SD-IRAs are acceptable; however, they do come with additional paperwork. We will need approval from the custodian that services the SD-IRA. That said, in all cases regarding an SD-IRA, we recommend speaking with your CPA regarding UBTI (Unrelated Business Taxable Income) as the income may be subject to tax.
[I know plenty of people who opt to invest using retirement funds because they want to diversify from investing their whole retirement portfolio in the stock market. Not everyone has the choice depending on their current retirement plans. I'd advise asking your CPA to see what your best options are.]
What is the expected fund term?
We advise our investors to be comfortable with illiquidity for approximately 6-8 years. Our goal is 6-8 years, however, there is no guarantee on the timing of the return of capital as it is predominantly dependent on the sale of assets.
In Fund III, the fundraising period closes 2 years from fund inception (9/30/2018) and the acquisition period closes (5) years from fund inception (September 2021). Within that (5) years, should the fund exit early (sell) an asset, we have the right to reinvest those proceeds (this keeps the fund diversified with the potential of creating more value). However, (5) years after inception (September 2021), we must distribute 100% of all cash and sales proceeds to the investor group.
[So at this point, we're 2 years into the fund. Important to know because it means they can continue to acquire for 3 more years they will start returning all proceeds from sales to investors.]
Can I liquidate prior to the term?
No, which is why we genuinely want to ensure our investors are comfortable with the illiquidity period otherwise we’d recommend not investing with MLG Capital. Although it is allowable to sell your interest to a 3rd party with Fund approval or negotiate a sale of interest with the Fund.
[If liquidity is your primary concern, you probably shouldn't be investing in funds or longer-term syndications.]
What are the states that you plan to invest in and do investors have to file their own taxes in all those states?
We are market agnostic in that we chase opportunities rather than geography. However, our targeted markets create a geographic triangle from Minnesota, southeast to Florida, west to Arizona and back up.

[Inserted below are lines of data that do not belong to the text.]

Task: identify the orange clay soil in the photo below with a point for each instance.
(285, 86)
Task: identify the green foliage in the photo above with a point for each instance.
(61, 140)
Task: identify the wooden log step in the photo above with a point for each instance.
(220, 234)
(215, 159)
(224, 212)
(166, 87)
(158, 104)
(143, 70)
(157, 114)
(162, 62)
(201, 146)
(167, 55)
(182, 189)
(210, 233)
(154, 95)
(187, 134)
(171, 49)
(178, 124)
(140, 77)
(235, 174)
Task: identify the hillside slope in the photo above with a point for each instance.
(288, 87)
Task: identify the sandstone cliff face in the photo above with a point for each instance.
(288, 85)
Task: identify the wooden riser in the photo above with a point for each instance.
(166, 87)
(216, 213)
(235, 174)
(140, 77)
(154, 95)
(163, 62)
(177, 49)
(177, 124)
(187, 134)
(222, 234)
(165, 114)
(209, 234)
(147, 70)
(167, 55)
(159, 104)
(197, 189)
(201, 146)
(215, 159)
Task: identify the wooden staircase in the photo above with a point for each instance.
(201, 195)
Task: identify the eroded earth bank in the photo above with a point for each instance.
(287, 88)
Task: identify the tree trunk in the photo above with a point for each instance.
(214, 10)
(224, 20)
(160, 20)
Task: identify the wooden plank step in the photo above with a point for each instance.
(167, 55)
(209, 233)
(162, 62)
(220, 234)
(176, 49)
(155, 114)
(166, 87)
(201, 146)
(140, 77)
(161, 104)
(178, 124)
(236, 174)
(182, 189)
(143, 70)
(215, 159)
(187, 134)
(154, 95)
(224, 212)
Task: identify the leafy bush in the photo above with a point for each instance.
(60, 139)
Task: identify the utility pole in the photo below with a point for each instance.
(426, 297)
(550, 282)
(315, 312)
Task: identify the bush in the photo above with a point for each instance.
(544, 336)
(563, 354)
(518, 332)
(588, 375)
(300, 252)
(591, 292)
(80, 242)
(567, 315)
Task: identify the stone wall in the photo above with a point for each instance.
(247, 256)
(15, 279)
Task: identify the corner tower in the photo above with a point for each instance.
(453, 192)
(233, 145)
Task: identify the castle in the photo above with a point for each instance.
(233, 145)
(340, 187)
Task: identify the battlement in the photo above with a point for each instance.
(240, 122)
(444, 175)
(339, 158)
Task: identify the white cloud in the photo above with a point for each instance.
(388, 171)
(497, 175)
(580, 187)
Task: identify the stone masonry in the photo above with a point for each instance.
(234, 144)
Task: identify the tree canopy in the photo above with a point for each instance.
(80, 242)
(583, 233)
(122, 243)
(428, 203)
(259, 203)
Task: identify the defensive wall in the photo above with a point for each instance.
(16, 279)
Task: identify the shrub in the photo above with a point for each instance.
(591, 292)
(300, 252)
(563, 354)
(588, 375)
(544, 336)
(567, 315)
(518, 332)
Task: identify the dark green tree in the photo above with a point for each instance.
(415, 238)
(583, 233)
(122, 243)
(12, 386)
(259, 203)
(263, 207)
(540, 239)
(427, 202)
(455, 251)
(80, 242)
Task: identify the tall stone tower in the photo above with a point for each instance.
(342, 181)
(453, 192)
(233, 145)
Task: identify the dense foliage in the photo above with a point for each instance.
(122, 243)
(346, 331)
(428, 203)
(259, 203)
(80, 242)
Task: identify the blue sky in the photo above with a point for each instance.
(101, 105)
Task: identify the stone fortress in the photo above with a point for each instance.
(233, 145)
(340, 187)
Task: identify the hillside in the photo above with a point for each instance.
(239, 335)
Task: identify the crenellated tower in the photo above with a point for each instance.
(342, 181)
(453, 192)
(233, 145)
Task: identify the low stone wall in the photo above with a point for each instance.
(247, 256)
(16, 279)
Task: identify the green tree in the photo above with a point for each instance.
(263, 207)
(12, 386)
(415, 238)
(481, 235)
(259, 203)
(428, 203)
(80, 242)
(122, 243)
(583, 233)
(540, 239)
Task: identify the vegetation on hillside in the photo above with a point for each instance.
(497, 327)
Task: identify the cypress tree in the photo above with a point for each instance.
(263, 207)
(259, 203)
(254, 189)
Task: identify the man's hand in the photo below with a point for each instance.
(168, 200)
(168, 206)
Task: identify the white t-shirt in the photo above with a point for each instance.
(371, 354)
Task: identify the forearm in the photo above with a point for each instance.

We will prepare K1s on behalf of our investors, which can be provided to any accountant preparing your return. We also have an in-house tax director as a resource for our investors and their accountants regarding questions with the K1s.
MLG Capital (in Fund III) currently owns in Wisconsin, Texas, Florida, Minnesota, Arizona, Missouri & Colorado.
[Important to know that there is geographic diversification as is one of the stated goals of the fund. You should ask your CPA about this, but my CPA told me it's easy to handle with the K1s already prepared.]
When do you expect to close the fund?
Fund III will officially close 9/30/18 for new subscriptions. Fund IV will open October 1, 2018. Fund IV information will become available within the next few months.
Does the fund get audited by an outside party?
Yes. Fund III is audited by Deloitte and will be made available to investors upon completion.
[Always good to know that the fund paperwork is being audited by an outside, respected agency.]
I hope this series was helpful both to understand some of the inner workings of a fund and what questions are necessary to properly vet a fund. The next step is to actually verify what they say is true by looking over their Private Placement Memorandum (you can request it here), by looking over their portfolio and performance from previous funds, and by noting the properties that are currently in Fund III.
I'm committed to investing in a fund for my next large investment as part of my overall diversification strategy. The more I talk to various funds to find out how they works, the easier it gets to vet them. Obviously, this doesn't guarantee success but I get a better idea of where to put my money for the best chance of a nice return. The goal as always is to create more passive income streams, which equates to financial freedom in my book.
Any other questions that you think need answering?